Constantine was born in Serbia, then a Roman province known as Naissus. Under the emperor Diocletian (245–316), responsibility for governing the empire was divided among four tetrarchs, one of whom was Constantine’s father, Constantius Chlorus (250–306). When Constantius died while fighting in Scotland, Constantine inherited his place in the tetrarchy.

Tensions among members of the tetrarchy led to a series of wars and revolts between 305, when Diocletian retired, and 325, when Constantine defeated the last of his rivals and consolidated control over the entire Roman Empire. He relocated the imperial capital to the city of Byzantium, which he renamed Constantinople, in 330.

The Edict of Milan, which Constantine issued in 313, allowed Christians to practice their religion and own property. The emperor himself had converted to Christianity the previous year, when he had reported seeing a cross in the sky just before the Battle of Milvian Bridge, a key victory and turning point in the civil war. The edict marked a sudden shift in Roman policy; the last major persecution of Christians had ended only a few years earlier.

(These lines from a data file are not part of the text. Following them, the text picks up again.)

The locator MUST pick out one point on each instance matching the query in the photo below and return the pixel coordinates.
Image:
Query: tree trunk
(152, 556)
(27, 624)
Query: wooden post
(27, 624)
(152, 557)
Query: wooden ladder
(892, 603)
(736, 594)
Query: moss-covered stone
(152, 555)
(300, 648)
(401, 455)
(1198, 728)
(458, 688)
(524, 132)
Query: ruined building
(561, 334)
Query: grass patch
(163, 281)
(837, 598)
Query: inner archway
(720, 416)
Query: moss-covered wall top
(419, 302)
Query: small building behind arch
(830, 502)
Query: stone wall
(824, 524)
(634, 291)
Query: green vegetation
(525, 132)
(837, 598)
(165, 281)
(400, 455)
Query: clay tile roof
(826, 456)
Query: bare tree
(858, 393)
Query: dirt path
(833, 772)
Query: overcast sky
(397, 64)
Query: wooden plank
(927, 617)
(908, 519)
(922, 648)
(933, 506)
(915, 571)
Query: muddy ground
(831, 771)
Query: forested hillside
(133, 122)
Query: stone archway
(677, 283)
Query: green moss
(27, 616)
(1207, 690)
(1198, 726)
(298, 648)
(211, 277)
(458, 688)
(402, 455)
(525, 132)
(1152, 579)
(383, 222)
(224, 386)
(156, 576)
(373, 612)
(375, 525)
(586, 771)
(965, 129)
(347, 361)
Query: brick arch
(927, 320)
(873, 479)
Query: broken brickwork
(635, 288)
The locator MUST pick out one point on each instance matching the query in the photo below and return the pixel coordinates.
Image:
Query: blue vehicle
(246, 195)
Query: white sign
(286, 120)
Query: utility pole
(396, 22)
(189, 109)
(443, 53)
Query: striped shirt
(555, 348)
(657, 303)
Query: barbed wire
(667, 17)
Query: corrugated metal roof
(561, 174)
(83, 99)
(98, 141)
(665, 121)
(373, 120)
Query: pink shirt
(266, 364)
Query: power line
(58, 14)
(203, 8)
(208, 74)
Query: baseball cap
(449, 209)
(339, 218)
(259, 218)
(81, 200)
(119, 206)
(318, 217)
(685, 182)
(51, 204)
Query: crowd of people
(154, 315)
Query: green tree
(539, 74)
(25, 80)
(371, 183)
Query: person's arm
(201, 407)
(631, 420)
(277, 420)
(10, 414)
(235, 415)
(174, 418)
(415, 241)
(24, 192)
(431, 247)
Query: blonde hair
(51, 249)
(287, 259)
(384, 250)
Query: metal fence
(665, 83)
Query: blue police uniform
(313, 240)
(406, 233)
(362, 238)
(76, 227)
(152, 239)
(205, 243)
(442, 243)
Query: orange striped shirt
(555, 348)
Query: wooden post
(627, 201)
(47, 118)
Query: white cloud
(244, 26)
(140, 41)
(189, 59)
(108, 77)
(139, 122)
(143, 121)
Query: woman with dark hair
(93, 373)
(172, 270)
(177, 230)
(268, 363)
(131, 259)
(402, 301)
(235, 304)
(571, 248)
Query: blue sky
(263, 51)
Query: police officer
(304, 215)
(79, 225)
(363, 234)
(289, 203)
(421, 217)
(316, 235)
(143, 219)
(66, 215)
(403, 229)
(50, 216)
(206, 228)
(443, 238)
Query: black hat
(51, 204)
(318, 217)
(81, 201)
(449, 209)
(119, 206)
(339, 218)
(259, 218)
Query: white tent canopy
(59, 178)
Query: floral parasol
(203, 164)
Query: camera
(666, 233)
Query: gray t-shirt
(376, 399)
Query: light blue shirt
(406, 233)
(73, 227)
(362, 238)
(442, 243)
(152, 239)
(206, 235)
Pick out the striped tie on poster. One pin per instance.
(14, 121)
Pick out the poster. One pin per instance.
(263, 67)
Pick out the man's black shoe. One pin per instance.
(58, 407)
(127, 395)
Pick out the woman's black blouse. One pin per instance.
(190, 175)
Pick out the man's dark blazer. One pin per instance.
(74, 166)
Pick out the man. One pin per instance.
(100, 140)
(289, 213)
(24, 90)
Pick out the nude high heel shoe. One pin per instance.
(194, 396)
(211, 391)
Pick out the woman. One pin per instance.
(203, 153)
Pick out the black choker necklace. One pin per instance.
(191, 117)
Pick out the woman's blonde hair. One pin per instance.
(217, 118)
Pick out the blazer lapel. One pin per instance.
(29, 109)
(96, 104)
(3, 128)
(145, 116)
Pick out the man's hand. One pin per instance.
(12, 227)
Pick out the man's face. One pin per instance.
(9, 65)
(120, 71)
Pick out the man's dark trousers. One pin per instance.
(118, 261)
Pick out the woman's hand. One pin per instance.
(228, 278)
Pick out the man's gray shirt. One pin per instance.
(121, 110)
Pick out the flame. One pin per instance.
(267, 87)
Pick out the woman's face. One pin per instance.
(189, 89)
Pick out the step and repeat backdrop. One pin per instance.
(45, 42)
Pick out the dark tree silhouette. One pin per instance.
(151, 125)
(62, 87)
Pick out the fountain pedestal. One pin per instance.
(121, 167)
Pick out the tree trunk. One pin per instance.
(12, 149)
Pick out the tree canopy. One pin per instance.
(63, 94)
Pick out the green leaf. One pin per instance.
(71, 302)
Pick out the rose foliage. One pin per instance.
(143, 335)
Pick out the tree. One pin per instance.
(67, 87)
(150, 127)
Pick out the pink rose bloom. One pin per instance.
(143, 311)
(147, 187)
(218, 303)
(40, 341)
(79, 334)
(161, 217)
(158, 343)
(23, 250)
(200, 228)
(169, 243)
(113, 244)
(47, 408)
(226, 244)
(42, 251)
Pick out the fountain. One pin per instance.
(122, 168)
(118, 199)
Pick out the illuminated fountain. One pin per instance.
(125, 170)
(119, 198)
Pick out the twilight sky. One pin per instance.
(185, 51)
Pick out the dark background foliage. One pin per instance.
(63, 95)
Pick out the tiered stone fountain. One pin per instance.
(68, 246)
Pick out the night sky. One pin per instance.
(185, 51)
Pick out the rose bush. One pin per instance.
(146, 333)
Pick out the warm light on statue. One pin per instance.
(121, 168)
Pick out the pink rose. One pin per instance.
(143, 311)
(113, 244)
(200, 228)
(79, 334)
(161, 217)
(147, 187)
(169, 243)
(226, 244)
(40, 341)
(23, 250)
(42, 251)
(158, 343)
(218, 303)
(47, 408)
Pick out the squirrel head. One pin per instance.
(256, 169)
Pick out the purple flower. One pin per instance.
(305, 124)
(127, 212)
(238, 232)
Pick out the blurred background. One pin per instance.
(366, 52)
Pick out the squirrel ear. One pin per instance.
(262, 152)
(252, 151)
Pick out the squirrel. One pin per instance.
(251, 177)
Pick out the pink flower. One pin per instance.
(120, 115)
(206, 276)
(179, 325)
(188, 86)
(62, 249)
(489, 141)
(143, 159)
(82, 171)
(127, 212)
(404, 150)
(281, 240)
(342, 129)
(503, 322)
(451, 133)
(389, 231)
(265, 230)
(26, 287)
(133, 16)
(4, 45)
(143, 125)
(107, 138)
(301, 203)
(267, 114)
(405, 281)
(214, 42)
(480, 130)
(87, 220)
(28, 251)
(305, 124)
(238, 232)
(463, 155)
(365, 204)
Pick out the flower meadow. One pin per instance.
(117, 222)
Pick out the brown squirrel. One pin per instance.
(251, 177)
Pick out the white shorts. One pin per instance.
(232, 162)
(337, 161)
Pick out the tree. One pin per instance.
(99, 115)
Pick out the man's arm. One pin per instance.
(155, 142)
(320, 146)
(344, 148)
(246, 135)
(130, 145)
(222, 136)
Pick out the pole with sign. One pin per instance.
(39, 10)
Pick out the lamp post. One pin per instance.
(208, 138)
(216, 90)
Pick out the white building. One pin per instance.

Despite his newfound religious faith, however, Constantine was capable of ruthless leadership. In one famous incident in 326, he executed his son with poison and his wife by locking her in a hot steam bath. (The exact reason he had them killed is disputed.) The emperor himself died in 337—leaving as his legacy the transformation of Rome into a Christian state.

ADDITIONAL FACTS

  1. Milvian Bridge, the site of Constantine’s decisive military victory and his vision of the cross, still stands north of Rome. Built in the first century BC, the stone arch bridge is one of the oldest such structures still in existence.
  2. The name Constantinople was dropped from common usage after the collapse of the Byzantine Empire in 1453, and the city was officially renamed Istanbul in 1930. The capital of Turkey was also moved to Ankara in 1923, ending Istanbul’s 1,500-year history as a world capital.
  3. After Christianity was legalized, it continued to spread and became the Roman Empire’s dominant religion. It became the official faith in 380, and—less than a century after its followers had been persecuted—the only permitted religion in 392.